Typically, scientists in such divergent fields as geochemistry, hydrogeology, structural geology, geophysics, geochronology and basin modeling would take a look at a small part of a fluid-rock system, such as one type of fluid or a specific interaction between fluid and rock. “We were kind of looking at different parts of the elephant,” said Peter W. Reiners, a geosciences professor and associate dean of research in the UArizona College of Science. He is the project leader. A 2016 Paradox Basin field trip by colleagues that Reiners attended led to talks about working together. “We thought it would be cool to combine perspectives and understand this as one big elephant,” he said.
In their abstract for the Keck grant, Reiners and his team said this project would be the first time an integrative approach would be used to study subsurface fluid-rock systems. “Such insight is essential to describe, understand and predict the complex, dynamic and coupled processes that characterize subsurface fluid-rock systems,” according to the abstract. Paradox Basin was chosen because of its diverse geologic features, including different kinds of faults, ore deposits, fluids and sedimentary rocks. It’s about the size of Virginia, formed from over 300 million years of cyclical ocean flooding and river and dune deposits.
The project team of eight scientists and many student researchers have worked with partners in the groundwater, mining and oil and gas industries to gain access to basin features for study. They have traced over time the sources and paths of different types of fluids, including petroleum and natural gas, as well as fresh waters and brines, some of which deposited copper, uranium and vanadium. “We wanted to know where they came from, when they flowed through the rocks and how that relates to the geologic and climate history of the region,” Reiners said.

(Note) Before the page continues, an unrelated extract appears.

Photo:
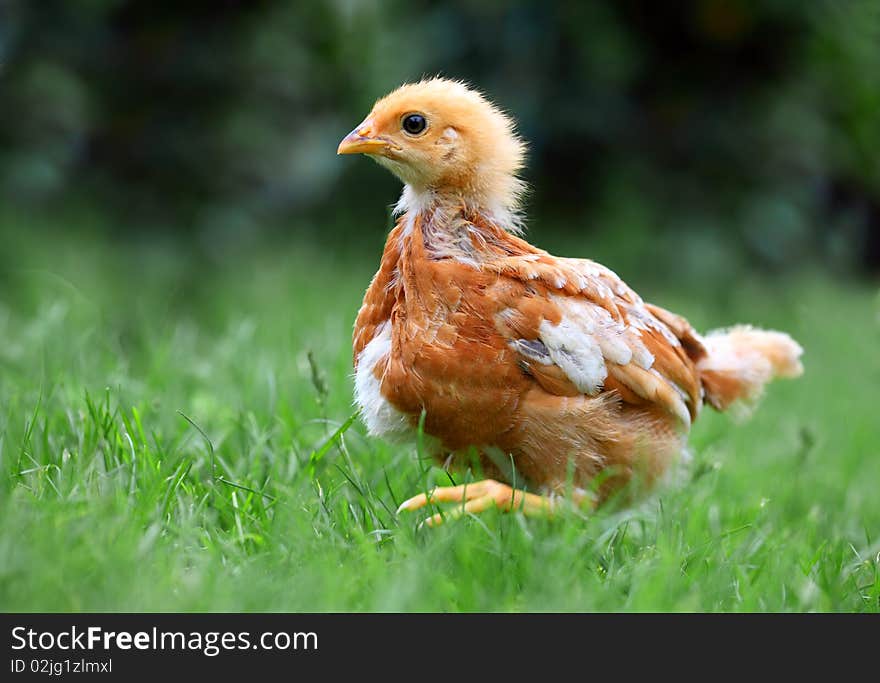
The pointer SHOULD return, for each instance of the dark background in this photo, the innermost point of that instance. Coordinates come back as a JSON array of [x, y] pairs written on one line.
[[710, 134]]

Greater understanding has applications for today
Peter Reiners inspects slickensides on the Moab Fault
Knowing how fluid-rock systems create and influence regional geological features is fascinating science in itself. But it also has real-world applications. “The flow of liquids is one of the most important things in both the scientific point of view and human-interaction point of view,” suggested Mark D. Barton, the co-director of the Lowell Institute for Mineral Resources. He’s also a geoscience professor and a co-principal investigator on the project. For instance, knowing where mineral deposits are in relation to groundwater flows will help configure current and future mining operations that protect drinking and irrigation water, Barton said. “My particular interest is essentially the physics and chemistry of these processes,” he said. “You need to be very sure you’re not going to contaminate groundwater around (a mine).”
Examining the terrain and its history also helps mining companies take advantage of opportunities for mineral development. Knowing how the fluid-rock system of an area works could provide surface signs of a mineral deposit. Coupling that knowledge with hyperspectral remote imaging would help in designing a pit mine for safety and efficiency. Reiners thinks this better understanding of fluid-rock systems can lead to effective designs and procedures to sequester into the subsurface carbon dioxide released from the burning of fossil fuels. Other aspects of the project might also reveal methods of safely storing spent nuclear fuel within a fluid-rock system.
Above all, the project is meant to demonstrate that a multi-specialty, integrated approach to big projects can yield meaningful results. Both Barton and Reiners admit that scientists tend to work with small groups of colleagues focusing on what they’re interested in. That’s not necessarily a bad thing. Grasping complex structures like a mountain range or a human circulatory system requires examining its parts. “A lot of science is sort of breaking things down because if you want to really understand them, you have to start at a basic level,” Reiners said. But an integrative approach may reveal more questions to pursue, as well as provide answers to existing inquiries. “There are times when you want to stand back,” he continued. “There are things that we see that are very important to recognize, but that we can only understand with a big perspective.”